Translation in English from the previous excerpt of Proust :
Many years had elapsed during which nothing of Combray, save what was comprised
in the theatre and the drama of my going to bed there, had any existence
for me, when one day in winter, as I came home, my mother, seeing that I
was cold, offered me some tea, a thing I did not ordinarily take. I declined
at first, and then, for no particular reason, changed my mind. She sent out
for one of those short, plump little cakes called 'petites madeleines,' which
look as though they had been moulded in the fluted scallop of a pilgrim's
shell. And soon, mechanically, weary after a dull day with the prospect of
a depressing morrow, I raised to my lips a spoonful of the tea in which I
had soaked a morsel of the cake. No sooner had the warm liquid, and the crumbs
with it, touched my palate, a shudder ran through my whole body, and I stopped,
intent upon the extraordinary changes that were taking place. An exquisite
pleasure had invaded my senses, but individual, detached, with no suggestion
of its origin. And at once the vicissitudes of life had become indifferent
to me, its disasters innocuous, its brevity illusory--this new sensation
having had on me the effect which love has of filling me with a precious
essence; or rather this essence was not in me, it was myself. I had ceased
now to feel mediocre, accidental, mortal. Whence could it have come to me,
this all-powerful joy? I was conscious that it was connected with the taste
of tea and cake, but that it infinitely transcended those savours, could
not, indeed, be of the same nature as theirs. Whence did it come? What did
it signify? How could I seize upon and define it? [...]
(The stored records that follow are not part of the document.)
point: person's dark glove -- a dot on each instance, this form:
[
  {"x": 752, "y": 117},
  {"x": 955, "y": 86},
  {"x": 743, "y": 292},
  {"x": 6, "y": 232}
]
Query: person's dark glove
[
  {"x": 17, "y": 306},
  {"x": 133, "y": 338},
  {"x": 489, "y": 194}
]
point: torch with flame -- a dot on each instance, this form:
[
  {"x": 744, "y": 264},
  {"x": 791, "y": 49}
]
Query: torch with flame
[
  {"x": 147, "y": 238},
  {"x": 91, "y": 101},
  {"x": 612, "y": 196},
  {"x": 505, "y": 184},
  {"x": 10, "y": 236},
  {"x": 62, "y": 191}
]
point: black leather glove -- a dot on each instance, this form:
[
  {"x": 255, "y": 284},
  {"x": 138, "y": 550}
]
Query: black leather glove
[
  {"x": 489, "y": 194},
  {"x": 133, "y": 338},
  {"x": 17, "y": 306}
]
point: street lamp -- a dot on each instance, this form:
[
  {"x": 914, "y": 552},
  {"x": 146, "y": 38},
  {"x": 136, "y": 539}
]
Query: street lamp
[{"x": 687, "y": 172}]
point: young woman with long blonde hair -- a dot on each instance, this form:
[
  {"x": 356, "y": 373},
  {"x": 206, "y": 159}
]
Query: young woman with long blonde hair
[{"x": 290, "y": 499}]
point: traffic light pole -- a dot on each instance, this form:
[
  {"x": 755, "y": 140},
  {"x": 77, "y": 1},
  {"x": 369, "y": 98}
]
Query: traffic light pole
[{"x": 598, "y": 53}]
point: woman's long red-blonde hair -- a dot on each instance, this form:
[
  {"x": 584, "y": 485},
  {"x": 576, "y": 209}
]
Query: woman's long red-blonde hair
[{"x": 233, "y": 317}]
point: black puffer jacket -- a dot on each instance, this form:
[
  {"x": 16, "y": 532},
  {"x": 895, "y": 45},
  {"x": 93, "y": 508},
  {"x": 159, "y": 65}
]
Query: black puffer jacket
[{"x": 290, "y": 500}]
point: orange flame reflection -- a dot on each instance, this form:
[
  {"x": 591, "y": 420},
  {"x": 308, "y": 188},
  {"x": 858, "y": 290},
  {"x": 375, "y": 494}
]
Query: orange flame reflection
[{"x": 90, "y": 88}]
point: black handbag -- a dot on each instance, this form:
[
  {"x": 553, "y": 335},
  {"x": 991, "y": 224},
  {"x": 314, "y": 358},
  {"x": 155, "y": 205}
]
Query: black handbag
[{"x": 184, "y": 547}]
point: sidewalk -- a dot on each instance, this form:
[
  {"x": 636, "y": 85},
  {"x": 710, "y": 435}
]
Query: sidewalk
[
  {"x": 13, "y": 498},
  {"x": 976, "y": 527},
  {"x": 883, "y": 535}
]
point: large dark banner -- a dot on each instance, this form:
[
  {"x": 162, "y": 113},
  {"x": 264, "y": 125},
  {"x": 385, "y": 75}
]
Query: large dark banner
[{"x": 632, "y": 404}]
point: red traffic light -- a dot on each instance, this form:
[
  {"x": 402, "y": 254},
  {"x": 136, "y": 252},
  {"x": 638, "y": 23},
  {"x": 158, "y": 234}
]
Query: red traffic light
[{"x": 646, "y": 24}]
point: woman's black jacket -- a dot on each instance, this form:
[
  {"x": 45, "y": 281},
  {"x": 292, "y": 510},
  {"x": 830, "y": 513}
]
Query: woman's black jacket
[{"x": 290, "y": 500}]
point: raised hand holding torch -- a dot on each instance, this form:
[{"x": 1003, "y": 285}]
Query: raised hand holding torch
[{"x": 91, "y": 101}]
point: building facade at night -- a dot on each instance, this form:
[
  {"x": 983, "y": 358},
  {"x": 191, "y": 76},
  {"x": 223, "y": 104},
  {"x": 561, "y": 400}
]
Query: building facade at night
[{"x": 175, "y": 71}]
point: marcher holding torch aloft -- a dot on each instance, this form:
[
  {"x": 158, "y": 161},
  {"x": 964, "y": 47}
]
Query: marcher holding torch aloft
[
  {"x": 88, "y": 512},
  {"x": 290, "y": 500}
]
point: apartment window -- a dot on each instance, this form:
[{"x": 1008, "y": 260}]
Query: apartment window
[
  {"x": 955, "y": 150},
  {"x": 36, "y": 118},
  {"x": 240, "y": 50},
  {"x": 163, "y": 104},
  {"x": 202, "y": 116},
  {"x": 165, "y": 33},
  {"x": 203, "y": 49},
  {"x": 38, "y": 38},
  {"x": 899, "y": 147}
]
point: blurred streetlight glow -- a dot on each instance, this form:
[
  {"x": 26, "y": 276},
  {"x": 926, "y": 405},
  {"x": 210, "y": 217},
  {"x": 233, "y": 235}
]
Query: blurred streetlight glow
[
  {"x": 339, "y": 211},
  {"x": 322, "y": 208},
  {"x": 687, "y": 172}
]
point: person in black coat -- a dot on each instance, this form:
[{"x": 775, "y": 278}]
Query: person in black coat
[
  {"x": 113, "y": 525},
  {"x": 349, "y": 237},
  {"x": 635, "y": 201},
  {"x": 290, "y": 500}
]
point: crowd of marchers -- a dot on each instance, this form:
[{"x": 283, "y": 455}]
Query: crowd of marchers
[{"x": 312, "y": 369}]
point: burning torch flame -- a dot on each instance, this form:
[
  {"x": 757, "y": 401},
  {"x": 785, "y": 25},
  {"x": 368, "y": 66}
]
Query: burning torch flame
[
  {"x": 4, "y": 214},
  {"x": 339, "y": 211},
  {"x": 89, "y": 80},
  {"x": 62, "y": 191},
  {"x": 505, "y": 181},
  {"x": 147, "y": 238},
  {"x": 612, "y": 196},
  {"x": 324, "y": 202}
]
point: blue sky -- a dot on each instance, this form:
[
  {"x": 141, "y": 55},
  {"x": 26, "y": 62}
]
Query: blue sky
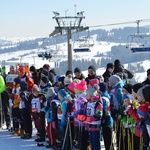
[{"x": 34, "y": 17}]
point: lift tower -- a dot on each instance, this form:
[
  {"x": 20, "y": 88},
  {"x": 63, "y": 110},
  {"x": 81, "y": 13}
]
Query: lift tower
[{"x": 68, "y": 25}]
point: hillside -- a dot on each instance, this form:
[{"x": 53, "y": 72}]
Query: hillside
[{"x": 105, "y": 50}]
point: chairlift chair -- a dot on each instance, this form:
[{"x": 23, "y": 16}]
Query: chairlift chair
[
  {"x": 83, "y": 44},
  {"x": 138, "y": 42}
]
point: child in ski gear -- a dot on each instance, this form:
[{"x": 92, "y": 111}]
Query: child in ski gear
[
  {"x": 51, "y": 115},
  {"x": 25, "y": 110},
  {"x": 107, "y": 121},
  {"x": 14, "y": 102},
  {"x": 94, "y": 112},
  {"x": 37, "y": 103}
]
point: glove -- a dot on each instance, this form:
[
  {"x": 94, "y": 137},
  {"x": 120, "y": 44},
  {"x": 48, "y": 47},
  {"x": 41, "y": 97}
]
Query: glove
[
  {"x": 62, "y": 128},
  {"x": 11, "y": 103},
  {"x": 126, "y": 111},
  {"x": 53, "y": 125}
]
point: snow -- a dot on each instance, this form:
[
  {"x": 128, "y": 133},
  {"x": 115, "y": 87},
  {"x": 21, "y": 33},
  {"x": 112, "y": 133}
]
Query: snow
[
  {"x": 10, "y": 142},
  {"x": 60, "y": 53}
]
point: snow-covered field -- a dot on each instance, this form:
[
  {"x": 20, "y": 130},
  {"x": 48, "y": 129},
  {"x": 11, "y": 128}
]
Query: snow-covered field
[{"x": 30, "y": 56}]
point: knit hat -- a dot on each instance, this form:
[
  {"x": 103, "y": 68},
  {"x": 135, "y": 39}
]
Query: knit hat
[
  {"x": 116, "y": 62},
  {"x": 114, "y": 79},
  {"x": 148, "y": 72},
  {"x": 140, "y": 92},
  {"x": 71, "y": 87},
  {"x": 143, "y": 110},
  {"x": 50, "y": 92},
  {"x": 17, "y": 80},
  {"x": 77, "y": 70},
  {"x": 146, "y": 93},
  {"x": 32, "y": 68},
  {"x": 110, "y": 65},
  {"x": 46, "y": 66},
  {"x": 44, "y": 79},
  {"x": 22, "y": 69},
  {"x": 81, "y": 86},
  {"x": 103, "y": 86},
  {"x": 45, "y": 73},
  {"x": 128, "y": 96},
  {"x": 92, "y": 67},
  {"x": 69, "y": 72},
  {"x": 11, "y": 67},
  {"x": 128, "y": 87},
  {"x": 67, "y": 80},
  {"x": 137, "y": 86},
  {"x": 92, "y": 90},
  {"x": 93, "y": 81},
  {"x": 35, "y": 88},
  {"x": 23, "y": 86},
  {"x": 63, "y": 93}
]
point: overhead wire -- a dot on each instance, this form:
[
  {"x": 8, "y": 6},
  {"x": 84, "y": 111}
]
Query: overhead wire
[{"x": 120, "y": 23}]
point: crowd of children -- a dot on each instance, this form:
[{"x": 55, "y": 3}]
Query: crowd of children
[{"x": 77, "y": 112}]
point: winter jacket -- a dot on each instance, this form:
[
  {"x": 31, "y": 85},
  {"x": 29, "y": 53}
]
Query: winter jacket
[
  {"x": 80, "y": 107},
  {"x": 2, "y": 84},
  {"x": 106, "y": 75},
  {"x": 94, "y": 112}
]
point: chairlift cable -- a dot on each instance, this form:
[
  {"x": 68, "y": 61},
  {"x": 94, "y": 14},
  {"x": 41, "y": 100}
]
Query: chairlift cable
[{"x": 120, "y": 23}]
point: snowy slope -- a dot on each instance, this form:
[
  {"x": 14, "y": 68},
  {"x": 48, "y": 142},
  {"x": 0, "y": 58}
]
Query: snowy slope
[{"x": 60, "y": 54}]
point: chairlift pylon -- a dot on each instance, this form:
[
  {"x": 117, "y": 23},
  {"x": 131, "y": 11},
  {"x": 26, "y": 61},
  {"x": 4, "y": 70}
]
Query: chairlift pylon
[{"x": 138, "y": 42}]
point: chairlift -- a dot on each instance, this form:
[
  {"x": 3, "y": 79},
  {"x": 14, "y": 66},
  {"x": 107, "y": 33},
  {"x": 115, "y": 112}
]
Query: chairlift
[
  {"x": 138, "y": 42},
  {"x": 83, "y": 44}
]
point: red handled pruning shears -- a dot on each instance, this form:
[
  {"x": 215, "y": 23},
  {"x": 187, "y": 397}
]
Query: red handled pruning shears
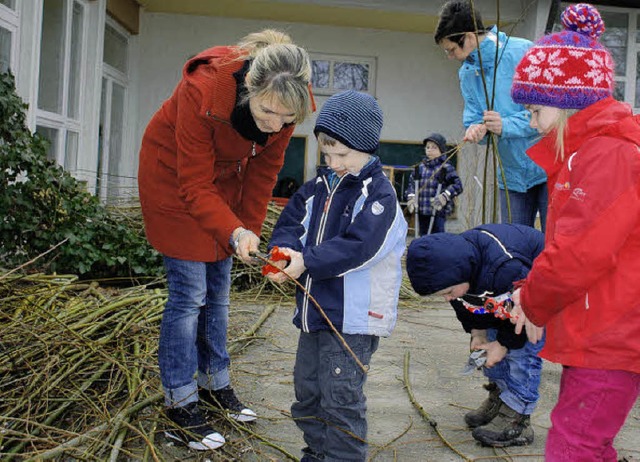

Undoubtedly what is thus palpitating in the depths of my being must be the
image, the visual memory which, being linked to that taste, has tried to
follow it into my conscious mind. But its struggles are too far off, too
much confused; scarcely can I perceive the colourless reflection in which
are blended the uncapturable whirling medley of radiant hues, and I cannot
distinguish its form, cannot invite it, as the one possible interpreter,
to translate to me the evidence of its contemporary, its inseparable paramour,
the taste of cake soaked in tea; cannot ask it to inform me what special
circumstance is in question, of what period in my past life.
Will it ultimately reach the clear surface of my consciousness, this memory,
this old, dead moment which the magnetism of an identical moment has travelled
so far to importune, to disturb, to raise up out of the very depths of my
being? I cannot tell. Now that I feel nothing, it has stopped, has perhaps
gone down again into its darkness, from which who can say whether it will
ever rise? Ten times over I must essay the task, must lean down over the
abyss. And each time the natural laziness which deters us from every difficult
enterprise, every work of importance, has urged me to leave the thing alone,
to drink my tea and to think merely of the worries of to-day and of my hopes
for to-morrow, which let themselves be pondered over without effort or distress
of mind.
And suddenly the memory returns. The taste was that of the little crumb of
madeleine which on Sunday mornings at Combray (because on those mornings
I did not go out before church-time), when I went to say good day to her
in her bedroom, my aunt Léonie used to give me, dipping it first in
her own cup of real or of lime-flower tea. The sight of the little madeleine
had recalled nothing to my mind before I tasted it; perhaps because I had
so often seen such things in the interval, without tasting them, on the trays
in pastry-cooks' windows, that their image had dissociated itself from those
Combray days to take its place among others more recent; perhaps because
of those memories, so long abandoned and put out of mind, nothing now survived,
everything was scattered; the forms of things, including that of the little
scallop-shell of pastry, so richly sensual under its severe, religious folds,
were either obliterated or had been so long dormant as to have lost the power
of expansion which would have allowed them to resume their place in my
consciousness. But when from a long-distant past nothing subsists, after
the people are dead, after the things are broken and scattered, still, alone,
more fragile, but with more vitality, more unsubstantial, more persistent,
more faithful, the smell and taste of things remain poised a long time, like
souls, ready to remind us, waiting and hoping for their moment, amid the
ruins of all the rest; and bear unfaltering, in the tiny and almost impalpable
drop of their essence, the vast structure of recollection.